Carti’s restlessness is the engine of the album, a reflection of his boredom, attention span, and unbridled imagination in equal measure. That chaos is hollow when he’s hastily following the blueprint of popular prestige rap albums, thrilling when it’s used to capture the feeling of the music in his bloodstream. For example, he’s having a shit-talking ball on the Rich Kidz homage “Like Weezy.” And “Opm Babi” is basically Carti’s take on 1017 Thug’s stream-of-conscious mayhem, with a collision of gunshots, Swamp Izzo supervillain laughs, and blown-out bass. While that’s going down, Carti vibes out (his topics of choice are oral sex and ketamine) as his pitch rapidly shifts from sounding like he’s mid-burp to high enough that, when he hangs onto a note at the end, he almost channels the falsetto of a teenage Tevin Campbell.

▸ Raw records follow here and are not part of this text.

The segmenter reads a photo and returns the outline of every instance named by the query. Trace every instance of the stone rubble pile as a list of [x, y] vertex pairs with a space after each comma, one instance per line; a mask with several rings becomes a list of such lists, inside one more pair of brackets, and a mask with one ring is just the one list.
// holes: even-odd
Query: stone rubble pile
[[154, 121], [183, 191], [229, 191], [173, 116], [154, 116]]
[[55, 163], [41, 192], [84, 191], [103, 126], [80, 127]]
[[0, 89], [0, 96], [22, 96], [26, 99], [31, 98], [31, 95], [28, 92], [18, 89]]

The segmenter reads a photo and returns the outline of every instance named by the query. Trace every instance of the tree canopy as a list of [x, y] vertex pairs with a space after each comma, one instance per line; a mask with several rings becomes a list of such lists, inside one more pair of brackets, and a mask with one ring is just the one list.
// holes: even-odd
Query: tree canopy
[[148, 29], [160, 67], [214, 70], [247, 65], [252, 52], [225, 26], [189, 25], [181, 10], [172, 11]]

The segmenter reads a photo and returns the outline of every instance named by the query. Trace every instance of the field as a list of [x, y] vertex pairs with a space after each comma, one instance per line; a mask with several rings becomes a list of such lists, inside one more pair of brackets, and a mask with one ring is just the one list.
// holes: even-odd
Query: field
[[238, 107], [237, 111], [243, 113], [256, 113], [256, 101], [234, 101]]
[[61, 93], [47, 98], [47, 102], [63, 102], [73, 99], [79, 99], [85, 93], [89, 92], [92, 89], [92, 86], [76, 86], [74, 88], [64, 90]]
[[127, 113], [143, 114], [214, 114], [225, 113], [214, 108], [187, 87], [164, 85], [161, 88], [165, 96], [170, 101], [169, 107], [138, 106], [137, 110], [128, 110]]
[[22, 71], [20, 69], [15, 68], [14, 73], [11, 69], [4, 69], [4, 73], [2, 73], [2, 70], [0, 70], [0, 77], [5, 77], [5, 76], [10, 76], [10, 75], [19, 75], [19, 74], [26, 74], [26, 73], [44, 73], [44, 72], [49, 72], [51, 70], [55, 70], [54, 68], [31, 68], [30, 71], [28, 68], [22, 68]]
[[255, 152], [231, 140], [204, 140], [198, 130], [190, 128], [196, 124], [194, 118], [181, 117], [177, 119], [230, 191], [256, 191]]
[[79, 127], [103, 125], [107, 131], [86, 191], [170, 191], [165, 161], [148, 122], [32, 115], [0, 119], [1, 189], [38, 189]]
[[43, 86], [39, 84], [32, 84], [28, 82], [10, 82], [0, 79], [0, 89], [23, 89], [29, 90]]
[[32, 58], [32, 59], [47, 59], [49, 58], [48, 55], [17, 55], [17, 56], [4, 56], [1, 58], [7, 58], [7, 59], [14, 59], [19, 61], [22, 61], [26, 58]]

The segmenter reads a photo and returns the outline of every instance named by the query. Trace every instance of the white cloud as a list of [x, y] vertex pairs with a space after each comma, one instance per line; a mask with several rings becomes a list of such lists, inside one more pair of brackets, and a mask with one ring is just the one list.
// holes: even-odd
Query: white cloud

A decent chunk of the album feels rushed, bringing in ideas almost as fast as it scraps them. On “HBA,” another highlight of the 2024 single run, new snare rolls that sound like they were added at the last minute are so jarring that even the lead producer of the song, Cardo, seemed caught off guard. There are tracks that feel like they were uploaded to the album by accident, like “Twin Trim,” which is, for whatever reason, a 90-second solo Lil Uzi song that might’ve been collecting dust on Carti’s hard drive for years. Carti appears as overwhelmed by the unchecked freedom and unlimited resources the WLR boom made available to him as I am writing about it.
Sharper is “I Seeeeee You Baby Boi,” where the combination of Carti’s vaporous melodies and DJ Moon and Lucian’s lush beat creates a flamboyant bounce. None of that sexiness carries over to “Fine Shit”—even though the beat is pretty—because the misogyny baked into controlling lyrics like, “My bitch so bad, she can’t even go outside/My bitch so bad, she can’t even post online” is amplified when you’ve been arrested for allegedly choking your girlfriend. As Carti pushes into his late 20s, the hypermasculinity of the Opium movement only feels darker and more charged.
Speaking of hypermasculinity, Carti’s thing nowadays is swagger-jacking Future. On WLR, he lifted Future flows on the regular, but now the resemblance is uncanny—his vocal cosplay is better at sounding like a fried Future than Future. His raspy hangover raps have a nice DS2 edge to them on “Overly,” where the pummeling drums give me flashbacks to listening to Juicy J and Lex Luger’s Rubba Band Business mixtape. Meanwhile, when Future pops in (on “Trim” and “Charge Dem Hoes a Fee”), he’s still in the same innocuous event-album mode of We Don’t Trust You and We Still Don’t Trust You.